Submarining: The Latest Dating Trend to Worry About
It can be annoying when your relationship trouble becomes a trendy buzzword. No one needs a reminder of the time they were ghosted, love bombed, or wokefished, and hearing about it constantly feels unpleasant.
A few years ago, a guy "submarined" me. At the time, I didn't know that it was called submarining. But upon finding out there was a word to describe my experience, I encountered a whole new feeling: validation. I realized I wasn’t alone in what I dealt with, and that relationship experts could explain what was happening and help me feel better about myself.
“Submarining,”—also referred to as“paperclipping”—is when someone randomly messages you after ghosting you first. They pretend like nothing happened even though they previously acted like they weren't interested. The name comes from the fact that a person disappears underwater for a while before coming back up again. They don’t apologize or acknowledge that they haven’t spoken to you. They may also ask you to hang out and flirt with you like they did at the beginning of your fling.
Let me illustrate what this can look like by sharing what happened to me. I met a guy on a dating site and hung out with him once when we were in the same area. We texted frequently for the next month and were both clearly interested in each other. In my opinion, we were the perfect fit. But then, on Valentine’s Day of all days, he broke things off, saying he didn’t have time to talk to anyone anymore.
I wish I was kidding.
Months later, he messaged me, seeming excited and interested in hanging out. He gave flimsy excuses for his absence and his return, and only after I nervously asked him about it. Then, you guessed it—he ghosted me again. He did this at least five times, drawing out our “relationship” for years, before I finally realized what he was doing and blocked him.
According to relationship experts, “submariners” may do this for a variety of reasons. Dating and relationship coach Jonathan Bennett said they “either want to hide their reasons for disappearing or gloss over it,” possibly because they “were dating or spending time with someone else and that fell through.” He continued to say that people who “submarine” others may be entitled or narcissistic, and that it’s not okay for them to assume they can reconnect without consequences and disrespect you and your time.

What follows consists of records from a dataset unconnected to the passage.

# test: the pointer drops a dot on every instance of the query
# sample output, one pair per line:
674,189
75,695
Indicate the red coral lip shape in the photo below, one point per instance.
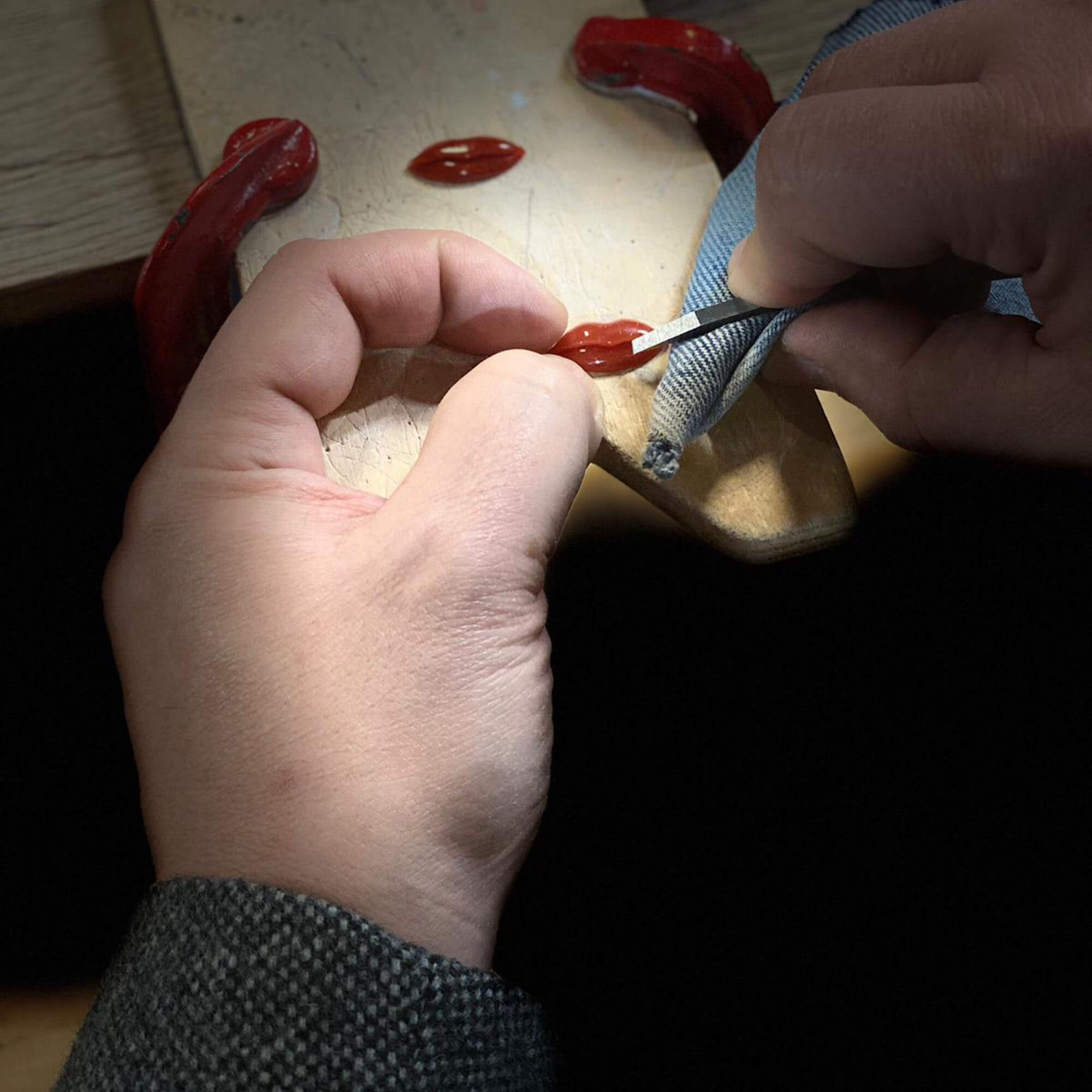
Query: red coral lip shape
466,160
709,77
603,349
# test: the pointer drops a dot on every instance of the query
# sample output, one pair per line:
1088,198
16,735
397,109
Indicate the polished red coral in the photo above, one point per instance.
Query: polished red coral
466,160
695,68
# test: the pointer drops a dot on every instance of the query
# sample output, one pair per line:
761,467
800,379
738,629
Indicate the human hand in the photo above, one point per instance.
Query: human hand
948,150
326,692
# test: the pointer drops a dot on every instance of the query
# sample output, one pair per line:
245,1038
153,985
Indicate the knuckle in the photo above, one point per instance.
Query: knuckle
554,379
778,172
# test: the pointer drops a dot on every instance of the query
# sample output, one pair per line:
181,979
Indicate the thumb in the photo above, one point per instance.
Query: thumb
784,277
504,459
977,383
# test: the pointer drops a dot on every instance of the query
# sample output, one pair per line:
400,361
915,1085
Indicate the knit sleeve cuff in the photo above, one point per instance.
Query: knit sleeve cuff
230,984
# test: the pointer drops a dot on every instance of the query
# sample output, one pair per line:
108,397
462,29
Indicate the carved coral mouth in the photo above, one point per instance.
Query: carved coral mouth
681,65
604,349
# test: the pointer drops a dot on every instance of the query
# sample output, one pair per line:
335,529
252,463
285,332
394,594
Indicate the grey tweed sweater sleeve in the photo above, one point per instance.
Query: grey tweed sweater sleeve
224,984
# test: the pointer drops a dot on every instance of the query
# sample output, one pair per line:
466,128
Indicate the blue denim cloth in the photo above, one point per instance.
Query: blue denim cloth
707,375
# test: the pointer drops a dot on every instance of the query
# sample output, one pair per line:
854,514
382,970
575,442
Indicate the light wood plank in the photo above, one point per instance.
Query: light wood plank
608,210
93,160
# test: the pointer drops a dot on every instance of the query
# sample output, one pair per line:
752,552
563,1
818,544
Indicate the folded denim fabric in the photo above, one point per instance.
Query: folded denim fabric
707,375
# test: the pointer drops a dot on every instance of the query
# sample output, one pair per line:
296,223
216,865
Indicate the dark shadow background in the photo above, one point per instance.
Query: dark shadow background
820,825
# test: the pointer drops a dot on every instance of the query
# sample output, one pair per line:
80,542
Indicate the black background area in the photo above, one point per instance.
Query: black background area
816,825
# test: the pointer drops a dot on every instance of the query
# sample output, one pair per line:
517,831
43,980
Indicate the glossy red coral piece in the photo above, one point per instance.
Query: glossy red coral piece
466,160
184,294
603,349
698,70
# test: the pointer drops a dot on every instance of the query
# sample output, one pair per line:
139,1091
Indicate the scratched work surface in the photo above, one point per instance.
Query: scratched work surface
607,209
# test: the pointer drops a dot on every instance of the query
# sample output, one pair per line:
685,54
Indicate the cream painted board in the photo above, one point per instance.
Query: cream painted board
608,210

Gigi Engle, a certified sex coach, said that submariners may also act this way because they feel insecure or bored. “Maybe they just stopped seeing someone, maybe they’re sick of being trapped indoors, or maybe they just need some validation and are hoping to get it from you,” she said. She explained they want you to respond so they can feel good about themselves, as though they’re still important to you.
If you think someone submarined you how you respond is ultimately up to you. However, it's important to keep this truth in mind: you deserve someone who shows conviction in how they feel about you. You deserve more than someone who leaves you hanging, and gives you reason to feel insecure about your worth to them.